法話8

「心に響くことば」C

先日、救急車で運ばれた経験のあるお婆ちゃんが九十七歳でご往生された。
臨終勤行に行くと、寺参りのたびに運転役をされていた息子さんが、最期のお姿について教えてくださった。
亡くなる前は、ご飯が食べられんようになってな。
「母ちゃん、ご飯食べなよ。そしたら元気になる。もうちょっと長生きできるで」
と声をかけたら、
「大丈夫。娘に会いにいくだけじゃ」
と言うて亡くなったんじゃ。
お婆ちゃんの娘さんがご往生されてから、熱心に法座にお参りされるようになった。寺参りはかれこれ二十年になろうか。毎月のようにお参りになられたので、今でも、いつもの場所に面影が感じられる。
毎月の法座では、仏法が説かれる。教えを説くための比喩とか、エピソードとかは違うが、説かれる内容そのものは変わることがない。阿弥陀さまという仏さまがいらして、全てのものを救おうという願いを立てて修行された。その救いがお念仏として届いている。
その念仏の由来を聞き、その救いに身をまかせ喜ばせていただき、やがては懐かしい方々のいる仏の国に生まれ、仏とならせていただく。仏となった暁には、濁世に生きるものたちを救うお手伝いをさせていただく。
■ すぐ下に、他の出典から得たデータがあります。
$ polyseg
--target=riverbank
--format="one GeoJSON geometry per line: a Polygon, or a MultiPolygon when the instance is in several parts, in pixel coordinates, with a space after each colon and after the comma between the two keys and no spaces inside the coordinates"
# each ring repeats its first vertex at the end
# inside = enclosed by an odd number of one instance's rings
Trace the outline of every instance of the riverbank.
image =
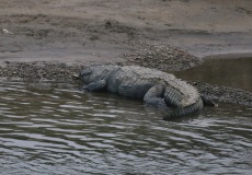
{"type": "MultiPolygon", "coordinates": [[[[78,72],[91,63],[180,71],[205,56],[250,52],[250,0],[2,0],[0,77],[79,83],[78,72]]],[[[251,92],[191,83],[217,102],[252,106],[251,92]]]]}

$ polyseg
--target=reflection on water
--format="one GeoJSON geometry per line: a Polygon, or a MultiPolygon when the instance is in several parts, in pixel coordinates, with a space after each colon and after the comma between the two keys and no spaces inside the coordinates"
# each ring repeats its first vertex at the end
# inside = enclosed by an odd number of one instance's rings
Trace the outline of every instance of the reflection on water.
{"type": "Polygon", "coordinates": [[[252,108],[163,121],[67,84],[0,83],[0,174],[250,174],[252,108]]]}
{"type": "Polygon", "coordinates": [[[252,92],[252,58],[207,59],[202,66],[176,72],[177,78],[252,92]]]}

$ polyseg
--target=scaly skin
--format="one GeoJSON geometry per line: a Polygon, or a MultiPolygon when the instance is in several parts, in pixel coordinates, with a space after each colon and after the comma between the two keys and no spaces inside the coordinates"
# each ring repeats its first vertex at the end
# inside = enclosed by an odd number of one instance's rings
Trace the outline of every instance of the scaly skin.
{"type": "Polygon", "coordinates": [[[107,91],[162,108],[164,118],[199,110],[203,102],[197,90],[159,70],[137,66],[92,66],[80,72],[88,91],[107,91]]]}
繰り返し、繰り返し、この阿弥陀さまの救いを聞くのが聞法だ。
「またお風呂? なんで、またお風呂に入るの?お風呂があったかいのはわかってるでしょ」
こんなことを言う人はいない。逆だからだ。お風呂があったかいのを知っているから、お風呂に入るのだ。聞法もこれに似ている。
お寺へお参りして仏法を聞けば、仏さまのあったかさに包まれるのがわかっている。だから、また本堂へお参りして、いつもと同じように教えを聞くのだ。
「以前、母ちゃんに〃そんなにお参り行かんでも、仏さんは許してくれるわ〃と言ったら、ギロッとにらまれたんよ。来月の法座からは、私が行きますわ」
と息子さんがおっしゃった。お母さんが仏となって、もうはたらかれているようだ。